Circular Flow

Cards (45)

  • Money flows refers to the movement of income and spending between households and firms.
  • Real flows refer to the movement of goods, services and resources between households and firms.
  • Microeconomics
    Studies the behaviour of individual households and firms
  • Macroeconomics
    The branch of economics that studies the behaviour and performance of an economy as a whole, focusing on large-scale economic factors and overall economic activity
  • Circular Flow of Income Model

    Macroeconomic model that describes the flows of resources, goods and services, income and expenditure between different parts of the economy
  • Households
    The owners of the factors of production and the buyers, and receive income in return
  • Firms
    The employers of resources, produce all the goods and services of the economy, and receive revenue from households
  • Financial Sector

    Facilitates savings and investments through banks and financial institutions
  • Government Sector

    Collects taxes and redistributes income through government spending
  • Overseas Sector

    Involves trade with other countries, including exports and imports
  • Real Flow
    The flow of goods, services and resources
  • Money Flow
    The flow of spending and income
  • Factor Market
    All of the resources that businesses use to purchase, rent, or hire what they need in order to produce goods or services, i.e. Factors of production / resources from households in exchange for income
  • Product Market
    Goods and services are bought and sold, i.e. Goods and services produced by firms are sold to households for expenditure
  • Savings (S)
    The portion of household income not spent on goods and services for current consumption. Households deposit their surplus funds into financial institutes such as banks or superannuation funds.
  • Leakage
    Money is taken out of the economy/ Reducing amount of money/income circulating in the economy.
  • Investment (I)

    The expenditure of goods and services which are not intended for current consumption. E.g. Purchase of capital equipment to be used in production. Leads to increased production of final goods and services for future consumers, therefore creating an increase in the flow of income in the future
  • Injection
    Money is injected into the economy, increasing money flow in the economy. Offsets the savings leakage.
  • Taxation (T)

    Households pay some of their income to the government
  • Leakage
    Taxes are taken out of gross income, decreases disposable income to spend on goods/services in the economy.
  • Government Expenditure (G)

    Collective goods and services communities need are provided through government expenditure.
  • Injection
    Injects the taxation leakage back into the economy, increasing amount of money flowing.
  • Imports (M)
    Money flows from Australia to overseas in exchange for goods, services or resources.
  • Leakage
    Circular flow of INCOME. Receive goods into the country/economy, but the income/money leaves our economy.
  • Exports (X)
    Money flows from overseas to Australia in exchange for goods, services or resources.
  • Injection
    Send goods and services overseas, get an injection of money in return.
  • 2-sector model assumptions:
    • Households own all the resources and are buyer
    • Firms are the employers of the resources and produce goods and services
    • Factor market - exchange of resources for income
    • Exchange of goods and services
    • 2 markets are interdepended
  • 5-sector model assumptions:
    • A capital market (financial sector) exits to match the needs of households with surplus income and the firms that wish to borrow for investment
    • The government provides many community needs, financed by taxation
    • Trade with other countries provides for the needs we cannot produce ourselves in return for goods and services that are surplus to our needs.
  • The relationship between them
    Total spending in an economy determines the total output and total income
  • Total spending (Consumption Expenditure)

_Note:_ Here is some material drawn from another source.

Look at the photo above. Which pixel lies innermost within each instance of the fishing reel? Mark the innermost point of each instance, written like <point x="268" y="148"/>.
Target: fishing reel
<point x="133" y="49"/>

    The total amount of money spent on goods and services in an economy. It includes consumption by households, investment by businesses, government spending, and net exports (exports minus imports)
  • Total output (All goods & services)

    The total value of goods and services produced in an economy
  • Total income (Y)

    The total earnings from production, which includes wages, rent, interest, and profit
  • Macroeconomic equilibrium

    The state where total spending equals total output, meaning there is no tendency for the economy to change its level of output or income. Will always return to an equilibrium
  • Macroeconomic equilibrium
    1. When the rate of/ sum of all leakages is equal to the rate of/ sum of all injections
    2. S+T+M=I+G+X
    3. Sum of all output (O) = sum of all Expenditure (E) = sum of all income (Y)
    4. All income is spent and all output is consumed
  • Leakages
    Outflow of money from the circular flow of income. The state where total spending equals total output, meaning there is no tendency for the economy to change its level of output or income.
  • Increase in leakages
    The level of economic activity will decrease, potentially leading to unemployment and lower output
  • Higher Savings (S)
    • More savings mean less consumption spending by households
    • Firms experience reduced demand for their products, leading to lower production and potentially lower income and employment levels
    • If savings are not matched by an equal increase in investments, the economy's overall activity decreases
  • Higher Taxes (T)
    • Higher taxes reduce disposable income for households and firms, leading to lower consumption and investment
    • Government may use the tax revenue for spending (an injection), but if the tax increase is not fully matched by increased government spending, it can reduce overall economic activity
  • Higher Imports (M)
    • Spending on foreign goods and services means less money spent on domestic products
    • This can reduce domestic firms' revenues, leading to lower production, income, and employment
    • If the increase in imports is not balanced by an increase in exports, it leads to a net leakage from the economy
  • Injections
    Inflow of money into the circular flow of income. Money that enters the circular flow, increasing economic activity. Examples include investment, government spending, and exports.